「プッチンプリン出荷停止」はなぜ起きた? “ベンダーのせい”にできない根深き問題:有識者に聞く(2/6 ページ)
近年、大手企業のERP導入失敗事例として注目を集めたのが「プッチンプリン問題」である。この問題の原因について、ベンダーの能力不足や、企業のIT投資に対する姿勢を指摘する声が多いが、問題はそう単純ではない。
ERPとは何か? 情報共有で企業経営を効率化するシステム
ERPは、企業内のさまざまな部門で行われている活動を統合し、全体最適化を図ることで経営効率を高めることを目的としている。廣原氏は「会社全体が有機的に動くように活動すれば無駄がなくなり、効率化されて生産性が上がる」と、ERPの効果を述べている。
――そもそもERPとは一体何なのでしょうか。言葉としてはよく聞きますが、いまひとつピンときません。
廣原氏: ERPとは、Enterprise Resource Planningの略で、企業全体の経営資源を有効活用するための概念のことを指します。ERP自体は概念になっていて、それを実現するためのソフトウェアがERPパッケージとかクラウドERPとか呼ばれているものです。
――なるほど。つまり、ERPという概念を実現するためのツールが、ERPパッケージやクラウドERPということですね。ではERPというのは、どんなソフトが含まれているのですか?
廣原氏: 広い意味でERPというのは、企業の業務全般をカバーするものです。具体的には生産管理、販売管理、調達管理、債権債務管理、会計、人事などあらゆる業務を含みます。
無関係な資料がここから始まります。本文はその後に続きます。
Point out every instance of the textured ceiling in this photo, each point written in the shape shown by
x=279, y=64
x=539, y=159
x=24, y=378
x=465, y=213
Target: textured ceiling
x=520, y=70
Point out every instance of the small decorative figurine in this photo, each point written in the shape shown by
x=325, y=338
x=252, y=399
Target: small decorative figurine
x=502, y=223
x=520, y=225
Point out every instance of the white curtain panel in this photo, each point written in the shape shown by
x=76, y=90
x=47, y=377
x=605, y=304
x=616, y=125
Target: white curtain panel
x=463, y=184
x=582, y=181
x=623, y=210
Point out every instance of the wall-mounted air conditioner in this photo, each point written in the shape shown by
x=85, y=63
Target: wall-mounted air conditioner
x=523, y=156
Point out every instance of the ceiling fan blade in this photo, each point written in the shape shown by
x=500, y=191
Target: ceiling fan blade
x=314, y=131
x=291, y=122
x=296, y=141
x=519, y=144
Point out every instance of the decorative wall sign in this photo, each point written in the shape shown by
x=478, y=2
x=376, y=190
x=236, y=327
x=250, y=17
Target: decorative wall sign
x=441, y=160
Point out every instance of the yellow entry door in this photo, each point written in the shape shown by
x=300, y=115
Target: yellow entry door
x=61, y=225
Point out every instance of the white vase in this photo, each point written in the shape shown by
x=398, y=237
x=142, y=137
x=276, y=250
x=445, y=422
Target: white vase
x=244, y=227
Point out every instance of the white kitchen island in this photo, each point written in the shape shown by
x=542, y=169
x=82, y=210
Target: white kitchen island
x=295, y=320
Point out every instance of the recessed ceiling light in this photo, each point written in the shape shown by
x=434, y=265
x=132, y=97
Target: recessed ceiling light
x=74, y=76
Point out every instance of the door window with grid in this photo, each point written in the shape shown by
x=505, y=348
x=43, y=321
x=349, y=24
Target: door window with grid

理想を言えば、1つのソフトウェアでこれら全ての業務を賄えるのがERPです。
――1つのソフトウェアで企業の全ての業務を、というのは理想ですが、現実的には難しいのでしょうか。
廣原氏: そうなんです。現実には、グローバルレベルの大手ベンダーのERPでも、1つのソフトウェアだけで会社の全ての業務を完全にカバーすることは難しいです。ですので、コアとなる業務をメインにカバーしつつ、お客さんが必要な部分を選んで使えるような、ある程度幅広い機能を持ったERPソフトが主流になっています。
広い意味でのERPは、会計から生産管理、販売管理、調達管理、債権債務管理、人事などあらゆる業務をカバーする。ただし最近は、必要なコンポーネントを組み合わせて次第にERP化していくコンポーザブルERPという手法もある(提供:マネーフォワード)
――コアになる部分というのは会計ですか?
廣原氏: 会計は確かにコアな部分ではあるんですが、会計だけをERPと呼ぶのは語弊があります。実のところ、グローバルなERPを導入している日本企業の多くは、会計機能しか使っていないケースも多いと思います。でも、本来のERPの考え方からすると、会計だけでは不十分なんですよ。
――となると、会計以外にも、例えば生産管理や販売管理、在庫管理なども含めて使ってこそERPと呼べるということでしょうか。
廣原氏: そういうことですね。会計ソフトというのは、ERPソフトの一部に過ぎません。ERPの本来の目的は、会計も含めた企業活動全体の効率化や可視化を実現することにあります。ただ、このあたりの捉え方は人によって異なるので「うちはSAPを入れているけどERPは入れていない」という人もいれば、「会計ソフトを入れたらERPを入れたことになる」という人もいるんですよ。